Martine Wright MBE

Great Britain
- League: Paralympics

Personal information
- Born: 30 September 1972 (age 52) London
- Nationality: GBR

Career information
- College: East London
- Playing career: 2007–present

Career highlights
- 2012 BBC Sports Personality Helen Rollason Award

= Martine Wright =

British sitting volleyball player (born 1972)

Martine Wiltshire, MBE (née Wright; born 30 September 1972) is a British sitting volleyball player.

Wright, who was born in London, lost both of her legs in the Aldgate underground explosion in the 7/7 London bombings in 2005. She lost 80% of the blood in her body and was in a coma for ten days and had to undergo ten months of surgeries following the injury.

As part of her rehabilitation she played wheelchair tennis before focusing on sitting volleyball. Wright was an initial member of the Great Britain women's squad which began playing together in late 2009, making her debut at the 2010 Kent International tournament against Paralympic Champions, China. In July 2012 she was picked to represent Great Britain's women's sitting volleyball team at the sitting volleyball event in the 2012 Summer Paralympics.

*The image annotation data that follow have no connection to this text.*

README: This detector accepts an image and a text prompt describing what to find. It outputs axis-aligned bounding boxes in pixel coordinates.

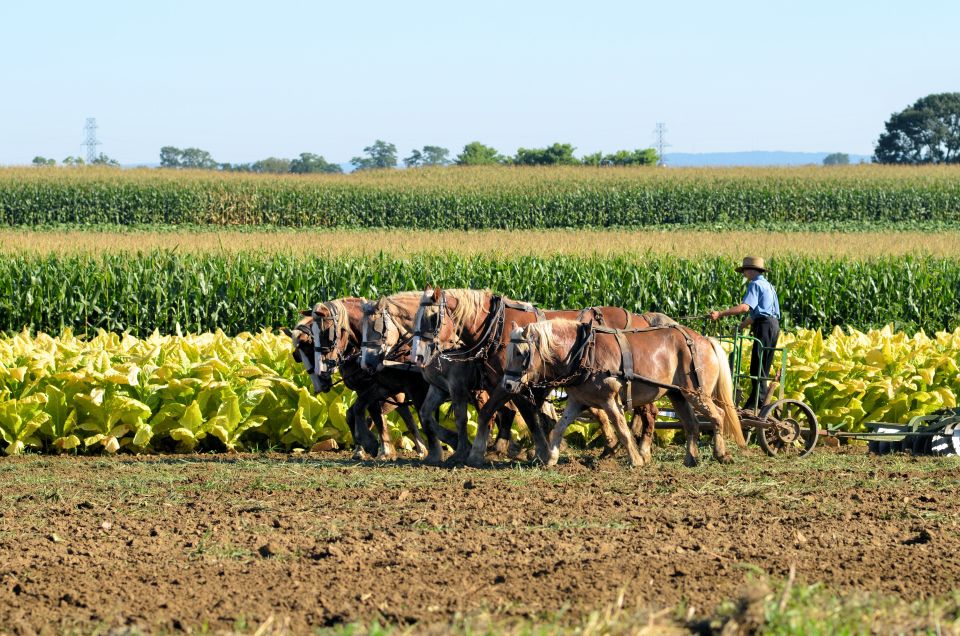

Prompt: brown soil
[0,450,960,633]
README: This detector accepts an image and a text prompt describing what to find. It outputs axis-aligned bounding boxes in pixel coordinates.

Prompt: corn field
[0,327,960,455]
[0,166,960,229]
[0,251,960,336]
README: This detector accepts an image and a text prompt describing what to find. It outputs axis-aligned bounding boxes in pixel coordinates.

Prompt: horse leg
[670,394,700,468]
[466,387,506,466]
[537,394,584,466]
[420,385,447,465]
[697,398,733,464]
[367,400,397,461]
[633,403,657,464]
[447,396,470,464]
[590,407,618,459]
[603,397,643,468]
[493,406,517,457]
[397,402,427,459]
[347,396,378,460]
[512,391,552,463]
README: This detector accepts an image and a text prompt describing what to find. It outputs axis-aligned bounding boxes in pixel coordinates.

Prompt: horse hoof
[493,439,512,457]
[464,455,486,468]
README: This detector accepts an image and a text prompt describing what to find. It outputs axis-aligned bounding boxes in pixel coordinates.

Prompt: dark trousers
[744,317,780,409]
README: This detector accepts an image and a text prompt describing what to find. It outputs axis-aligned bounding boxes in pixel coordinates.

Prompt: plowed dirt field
[0,448,960,633]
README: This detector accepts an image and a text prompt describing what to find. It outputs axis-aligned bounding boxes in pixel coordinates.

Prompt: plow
[656,331,960,458]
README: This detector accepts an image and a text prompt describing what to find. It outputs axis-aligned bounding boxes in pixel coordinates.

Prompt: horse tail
[709,338,747,448]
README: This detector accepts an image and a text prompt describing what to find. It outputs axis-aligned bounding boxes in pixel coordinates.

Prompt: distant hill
[666,150,870,168]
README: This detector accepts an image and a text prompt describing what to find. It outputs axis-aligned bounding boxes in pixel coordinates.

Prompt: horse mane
[444,289,490,334]
[527,318,580,364]
[293,316,313,342]
[321,300,350,331]
[377,291,423,320]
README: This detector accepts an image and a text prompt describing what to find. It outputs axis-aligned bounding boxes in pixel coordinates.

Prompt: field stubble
[0,449,960,633]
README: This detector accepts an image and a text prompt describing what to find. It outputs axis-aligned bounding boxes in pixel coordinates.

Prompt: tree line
[33,139,660,174]
[33,93,960,174]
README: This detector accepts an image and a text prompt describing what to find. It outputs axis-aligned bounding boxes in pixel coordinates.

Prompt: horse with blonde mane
[502,319,746,466]
[410,286,673,466]
[360,292,516,463]
[284,297,444,460]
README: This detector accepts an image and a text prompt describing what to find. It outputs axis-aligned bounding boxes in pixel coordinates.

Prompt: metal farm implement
[657,331,960,457]
[657,331,821,457]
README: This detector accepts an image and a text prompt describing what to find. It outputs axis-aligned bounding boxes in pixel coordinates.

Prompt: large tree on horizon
[873,93,960,164]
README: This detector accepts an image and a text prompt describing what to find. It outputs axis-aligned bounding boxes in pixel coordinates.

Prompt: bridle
[293,325,317,375]
[413,291,447,350]
[310,302,346,376]
[360,303,413,372]
[502,331,533,386]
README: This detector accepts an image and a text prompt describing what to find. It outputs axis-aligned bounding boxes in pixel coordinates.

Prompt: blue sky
[0,0,960,164]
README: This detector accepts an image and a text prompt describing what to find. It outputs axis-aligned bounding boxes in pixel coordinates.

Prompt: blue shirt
[743,274,780,320]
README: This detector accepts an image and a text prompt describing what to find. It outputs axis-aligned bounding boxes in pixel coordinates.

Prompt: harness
[589,323,703,411]
[516,322,703,411]
[360,304,413,364]
[312,302,359,374]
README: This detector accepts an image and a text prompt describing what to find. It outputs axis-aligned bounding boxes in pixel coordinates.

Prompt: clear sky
[0,0,960,164]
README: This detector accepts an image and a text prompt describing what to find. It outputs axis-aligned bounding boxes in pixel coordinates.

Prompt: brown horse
[360,292,516,463]
[285,298,444,460]
[502,319,746,466]
[411,286,673,466]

Wright was appointed Member of the Order of the British Empire (MBE) in the 2016 Birthday Honours for services to sport.

==Personal life==
Wright gained a degree in Psychology and Communication Studies from the University of East London in 1996. After the 7/7 bombings she campaigned for better compensation for victims of the bombings and their families and has been an ambassador for sport for disabled people.